Warm tip: This article is reproduced from serverfault.com, please click

Windows XP encoding for non-english and english characters

发布于 2020-06-07 10:34:07

The problem:

I am writing a txt file with greek characters, using python and cp1253 encoding but the program throws an error at some characters.

UnicodeEncodeError: 'charmap' codec can't encode character '\u2265' in position 389: character maps to <undefined>

The question:

I believe that this problem can be solved if I use an encoding that includes both languages and is compatible with Windows XP. So my question is:

How does Windows XP handle bilingual text? Does it use "mixed" encodings?
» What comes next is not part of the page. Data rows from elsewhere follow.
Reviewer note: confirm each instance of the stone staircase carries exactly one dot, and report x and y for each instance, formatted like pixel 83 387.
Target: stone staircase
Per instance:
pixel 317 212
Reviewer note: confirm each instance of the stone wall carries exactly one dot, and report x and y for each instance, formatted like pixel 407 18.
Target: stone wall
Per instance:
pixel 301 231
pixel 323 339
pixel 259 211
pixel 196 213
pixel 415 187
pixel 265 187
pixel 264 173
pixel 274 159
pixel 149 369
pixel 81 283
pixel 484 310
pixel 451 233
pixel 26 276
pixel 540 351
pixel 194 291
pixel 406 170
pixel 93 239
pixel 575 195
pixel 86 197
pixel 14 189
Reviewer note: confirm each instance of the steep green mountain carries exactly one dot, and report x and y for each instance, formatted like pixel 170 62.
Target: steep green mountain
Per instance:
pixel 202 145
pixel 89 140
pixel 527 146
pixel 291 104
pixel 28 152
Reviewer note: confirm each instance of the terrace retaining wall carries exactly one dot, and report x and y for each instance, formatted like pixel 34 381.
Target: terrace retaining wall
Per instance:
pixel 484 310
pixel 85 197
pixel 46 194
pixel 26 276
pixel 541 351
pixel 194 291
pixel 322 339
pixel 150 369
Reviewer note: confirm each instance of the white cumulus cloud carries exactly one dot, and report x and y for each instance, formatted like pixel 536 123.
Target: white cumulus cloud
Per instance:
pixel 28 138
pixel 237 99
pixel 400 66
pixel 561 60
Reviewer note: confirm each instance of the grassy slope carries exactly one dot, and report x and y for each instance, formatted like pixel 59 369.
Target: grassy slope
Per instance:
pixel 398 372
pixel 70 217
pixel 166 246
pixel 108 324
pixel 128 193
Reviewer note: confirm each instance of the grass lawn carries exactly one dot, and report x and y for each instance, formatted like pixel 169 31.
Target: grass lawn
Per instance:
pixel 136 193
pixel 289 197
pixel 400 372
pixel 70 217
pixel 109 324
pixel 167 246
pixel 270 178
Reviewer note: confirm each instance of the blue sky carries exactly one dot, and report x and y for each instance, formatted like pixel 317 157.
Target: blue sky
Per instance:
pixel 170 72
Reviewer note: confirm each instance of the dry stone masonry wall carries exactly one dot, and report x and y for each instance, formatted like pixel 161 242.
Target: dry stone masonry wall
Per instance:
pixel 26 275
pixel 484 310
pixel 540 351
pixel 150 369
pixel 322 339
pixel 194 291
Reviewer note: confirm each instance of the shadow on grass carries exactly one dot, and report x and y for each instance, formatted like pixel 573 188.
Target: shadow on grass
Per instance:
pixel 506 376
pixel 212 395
Edit I am returning after some months and I am realizing how naive my question is. Anyway I am keeping it pretty much unchanged and I will answer it for new developers who have the same problem

Questioner
Charalamm
Viewed
0
Charalamm 2020-12-02 05:23:36

The problem, obviously, is that the text I was trying to write contains characters that are not included in the encoding.

To solve the problem I tried to replace all the "bad" characters with normal ones. In order to find to find all these characters I used the following script

bad_chars = []
with open(name, 'w', encoding = 'cp1253') as res:
    for i in range(len(whole_text)):
        try:
            res.write(whole_text[i])
        except:
            bad_chars.append(whole_text[i])

Then I created a dictionary with the correct characters and I replaced them in the text.

chars_to_change = {'∆':'Δ', 'Ω':'Ω', '₂':'2'}
for c1, c2 in chars_to_change.items():
    whole_text = whole_text.replace(c1, c2)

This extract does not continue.